Parlons alors du fond même de la méthode Suwa, sa politique de mise en scène que les films suivants consolideront de plus en plus subtilement. 2/Duo, le cinéaste le précise à chaque interview, est le fruit d’un scénario à peine écrit, tenant sur même pas dix pages. La quasi intégralité des dialogues, des situations sont soit improvisés, soit guidés par la vision propre de leur personnage par les acteurs. La fiction, ainsi, se dessine en fonction de la très souple association des hypothèses du cinéaste et des humeurs et intuitions des interprètes ; mais aussi, l’abyme se voulant total, de l’autorité tranquille du chef opérateur ! Ce qui se joue dans la scène est ainsi, dans ce film plus qu’ailleurs, affaire d’écriture autant que de réalisation.
La puissance de 2/Duo est celle du cinéma en son sens le plus large. Cinéma que chaque membre d’un couple ne cesse de se faire au quotidien, comme si l’amour ne pouvait au fond se consolider que lors de sa fuite, sa désactivation et sa réactivation permanente, in extremis… Cinéma « en train de se faire, » en direct, sous nos yeux, avec un matériel aussi présent qu’invisible (on ne cesse de penser au cadrage, à l’éclairage naturel, à la prise de son sans pour autant se déconnecter de la fiction). Persiste surtout ici le mystère du juste partage du jeu et de la vie, de la distance et la proximité entre acteur et personnage, la plupart des scènes troublant par une réelle confusion des degrés d’incarnation (du flottement à la sur présence, du sprint à la pause).
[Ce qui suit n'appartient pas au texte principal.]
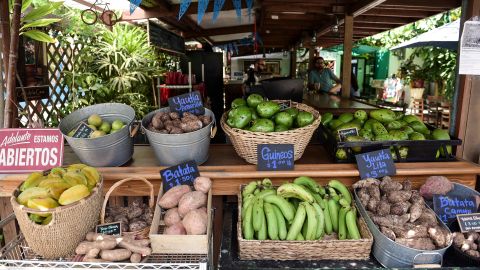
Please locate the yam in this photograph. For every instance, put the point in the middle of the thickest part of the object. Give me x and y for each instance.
(190, 201)
(202, 184)
(115, 255)
(171, 217)
(171, 198)
(195, 222)
(175, 229)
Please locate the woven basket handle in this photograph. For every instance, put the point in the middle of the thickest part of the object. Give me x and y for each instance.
(119, 183)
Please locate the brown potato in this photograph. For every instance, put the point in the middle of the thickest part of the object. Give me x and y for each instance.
(171, 198)
(190, 201)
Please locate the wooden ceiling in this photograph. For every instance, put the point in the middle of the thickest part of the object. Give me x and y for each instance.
(283, 24)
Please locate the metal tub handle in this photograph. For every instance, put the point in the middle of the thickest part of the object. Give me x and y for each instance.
(428, 260)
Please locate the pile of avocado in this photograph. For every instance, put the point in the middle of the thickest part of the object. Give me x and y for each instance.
(259, 115)
(383, 125)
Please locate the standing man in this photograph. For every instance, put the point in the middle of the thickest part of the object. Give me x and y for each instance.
(323, 76)
(251, 83)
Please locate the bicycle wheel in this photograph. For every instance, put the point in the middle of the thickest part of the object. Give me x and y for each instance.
(89, 16)
(109, 17)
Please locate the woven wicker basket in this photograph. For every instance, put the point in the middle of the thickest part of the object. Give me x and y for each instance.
(140, 234)
(245, 142)
(68, 227)
(304, 250)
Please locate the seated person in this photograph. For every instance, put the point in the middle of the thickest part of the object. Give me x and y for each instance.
(324, 76)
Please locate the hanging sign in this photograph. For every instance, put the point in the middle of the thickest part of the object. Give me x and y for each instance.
(375, 164)
(26, 150)
(189, 102)
(469, 222)
(448, 207)
(275, 157)
(181, 174)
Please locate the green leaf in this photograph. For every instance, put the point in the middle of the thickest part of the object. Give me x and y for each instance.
(39, 36)
(40, 23)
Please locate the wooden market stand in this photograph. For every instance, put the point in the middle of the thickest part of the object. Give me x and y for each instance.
(228, 171)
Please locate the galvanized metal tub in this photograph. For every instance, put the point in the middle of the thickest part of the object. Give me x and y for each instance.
(172, 149)
(110, 150)
(393, 255)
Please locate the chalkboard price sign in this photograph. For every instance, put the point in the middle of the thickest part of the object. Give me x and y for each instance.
(375, 164)
(275, 157)
(469, 222)
(448, 207)
(344, 133)
(181, 174)
(189, 102)
(83, 131)
(114, 228)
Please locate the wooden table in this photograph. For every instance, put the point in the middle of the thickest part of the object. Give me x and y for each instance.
(336, 105)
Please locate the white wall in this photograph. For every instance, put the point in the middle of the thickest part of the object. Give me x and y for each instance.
(237, 62)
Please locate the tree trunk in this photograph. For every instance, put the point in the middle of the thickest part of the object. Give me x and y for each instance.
(11, 84)
(5, 27)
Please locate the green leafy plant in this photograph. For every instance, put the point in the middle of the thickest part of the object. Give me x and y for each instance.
(34, 19)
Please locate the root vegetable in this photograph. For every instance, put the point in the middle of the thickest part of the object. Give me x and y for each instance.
(417, 243)
(391, 220)
(400, 208)
(195, 222)
(399, 196)
(145, 251)
(171, 198)
(115, 255)
(388, 233)
(435, 185)
(135, 258)
(202, 184)
(190, 201)
(172, 217)
(175, 229)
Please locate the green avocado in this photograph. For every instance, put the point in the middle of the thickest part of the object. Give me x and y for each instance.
(346, 117)
(253, 100)
(267, 109)
(263, 125)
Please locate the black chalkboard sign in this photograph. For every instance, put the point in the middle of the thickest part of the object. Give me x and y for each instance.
(189, 102)
(344, 133)
(285, 105)
(469, 222)
(375, 164)
(181, 174)
(448, 207)
(114, 228)
(83, 131)
(275, 157)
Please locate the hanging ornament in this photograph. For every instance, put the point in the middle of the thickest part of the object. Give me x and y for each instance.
(217, 6)
(249, 9)
(237, 4)
(202, 7)
(134, 4)
(183, 8)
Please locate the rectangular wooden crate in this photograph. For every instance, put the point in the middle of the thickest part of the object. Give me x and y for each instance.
(175, 244)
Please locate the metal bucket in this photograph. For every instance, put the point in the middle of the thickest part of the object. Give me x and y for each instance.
(110, 150)
(391, 254)
(172, 149)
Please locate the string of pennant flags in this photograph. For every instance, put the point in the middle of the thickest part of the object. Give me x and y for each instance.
(217, 7)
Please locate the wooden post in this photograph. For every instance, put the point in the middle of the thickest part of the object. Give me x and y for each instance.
(11, 78)
(347, 56)
(5, 27)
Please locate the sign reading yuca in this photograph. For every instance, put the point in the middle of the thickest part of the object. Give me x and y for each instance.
(26, 150)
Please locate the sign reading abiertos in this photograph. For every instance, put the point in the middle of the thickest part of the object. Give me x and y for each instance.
(26, 150)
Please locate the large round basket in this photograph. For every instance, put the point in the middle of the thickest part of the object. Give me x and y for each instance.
(245, 142)
(68, 227)
(140, 234)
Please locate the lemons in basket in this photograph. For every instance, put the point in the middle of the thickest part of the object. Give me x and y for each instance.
(61, 186)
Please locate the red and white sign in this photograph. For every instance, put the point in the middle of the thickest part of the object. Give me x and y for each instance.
(27, 150)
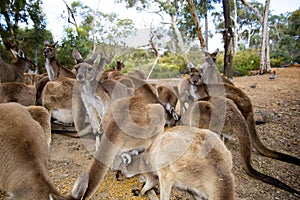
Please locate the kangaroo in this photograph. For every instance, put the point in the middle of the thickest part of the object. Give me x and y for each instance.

Pour ces raisons notamment (il y en a d’autres), chaque film de Nobuhiro Suwa vaut littéralement le coup d’oeil, la fiction s’y voulant aussi pleine et assumée qu’elle se refuse à nier son arbitraire, sa relativité. Ce qui émeut dans ce cinéma, c’est moins la situation exposée – souvent dramatique pourtant, étant donné que tous ces récits partent d’une crise, un manque que l’on ne comblera jamais – que le gouffre des jeux d’abyme offerts par la mise à disposition du travail de la mise en scène. On tremble ici autant, sinon plus, que Kei et Yu, entre crainte et espoir que tel geste, tel mot soit le dernier, tout au diapason que l’on est d’un cadre, une scène qui nous regardent jusqu’au bout.